Will people want to know?

Some experts urge caution, emphasizing that much of the work with AI is still preliminary. “We don’t necessarily have enough data to see if any of these tools have been validated to predict someone’s risk,” said Rebecca Edelmayer, vice president of scientific engagement for the Alzheimer’s Association.

Today, Alzheimer’s and other forms of dementia usually are diagnosed only once symptoms appear. There are several drugs that might slow it down, although they don’t work for everyone, and their efficacy can wane over time.

The potential of AI to enable early diagnosis raises many of the same issues that greeted the early use of genetic testing.

“Overall, AI in this case is a good thing,” Caplan said. “But it carries a big ‘but,’” including the potential for health insurance and employer discrimination, he said. But the biggest questions, he added, are: Will people want to know? And if so, what will they do with that information?

“To be honest, I would do nothing,” said Joel Shurkin, a retired science writer from Baltimore whose wife, marine biologist Carol Howard, suffered from early-onset Alzheimer’s and died in 2019 at 70. “Except for a few meds, there is nothing to be done,” he said.

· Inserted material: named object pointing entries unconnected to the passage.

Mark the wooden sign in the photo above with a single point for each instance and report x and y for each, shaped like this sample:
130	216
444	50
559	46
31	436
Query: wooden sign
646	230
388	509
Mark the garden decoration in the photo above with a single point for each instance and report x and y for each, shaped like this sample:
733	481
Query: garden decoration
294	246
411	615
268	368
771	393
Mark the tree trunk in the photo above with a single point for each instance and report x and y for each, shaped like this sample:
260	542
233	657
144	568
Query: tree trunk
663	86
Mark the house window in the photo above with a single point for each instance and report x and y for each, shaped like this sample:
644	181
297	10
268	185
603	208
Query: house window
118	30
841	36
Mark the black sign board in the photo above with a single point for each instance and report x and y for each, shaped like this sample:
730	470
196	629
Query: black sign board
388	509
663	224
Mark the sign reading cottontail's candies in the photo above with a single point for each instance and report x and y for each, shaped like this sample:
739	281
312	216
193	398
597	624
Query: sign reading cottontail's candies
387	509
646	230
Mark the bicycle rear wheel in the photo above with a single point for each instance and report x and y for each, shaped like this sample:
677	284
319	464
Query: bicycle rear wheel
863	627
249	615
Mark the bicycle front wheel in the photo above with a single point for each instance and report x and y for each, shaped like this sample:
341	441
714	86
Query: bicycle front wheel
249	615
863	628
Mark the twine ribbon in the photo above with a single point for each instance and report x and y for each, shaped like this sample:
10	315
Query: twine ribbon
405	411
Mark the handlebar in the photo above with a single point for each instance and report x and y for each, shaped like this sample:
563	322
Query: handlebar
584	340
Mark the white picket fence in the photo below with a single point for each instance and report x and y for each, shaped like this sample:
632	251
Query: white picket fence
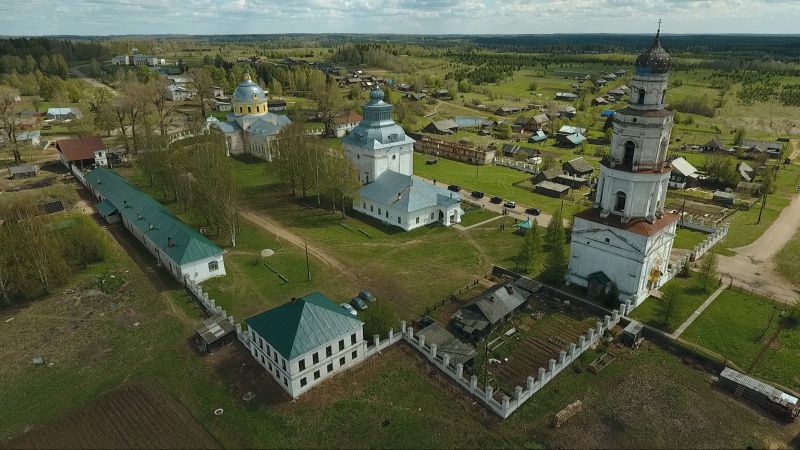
507	405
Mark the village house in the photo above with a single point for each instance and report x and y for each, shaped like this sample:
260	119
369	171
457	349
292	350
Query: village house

Kathleen, 76, from Bethesda, Md. (using only her first name to protect her privacy), lost her 82-year-old husband in April to Alzheimer’s complications. His mother and older sister also had died of the disease, so the couple were not surprised when he was diagnosed in his mid-70s.

“We already were living with the risk and had our affairs in order,” she said. Knowing in advance “foretells a long, slow death with devastating psychological and financial consequences,” she said.

One of their daughters, now in her 40s, enrolled in research monitoring her brain health with the hope of catching it early. Kathleen believes AI research ultimately will make a dramatic difference in early diagnosis and treatment. “I think it will be miraculous,” she said.

Caplan said there are some advantages to knowing that dementia looms in your future.

“You can plan your life,” he said. “Take that vacation next year instead of waiting. Get your affairs in order. Discuss it so everybody will be ready, which is of great value to others.”

NIA’s Larkin noted that finding the disease sooner “may provide opportunities for new treatments.”

“It’s very hopeful how much we are learning,” she said.

Caplan agrees. “By the time you are unable to speak and walk, it’s very hard to repair the brain,” he said. “Early detection raises the hope you will be able to try new interventions before the damage occurs. I’m not saying this will happen, but the potential of AI certainly opens the door.”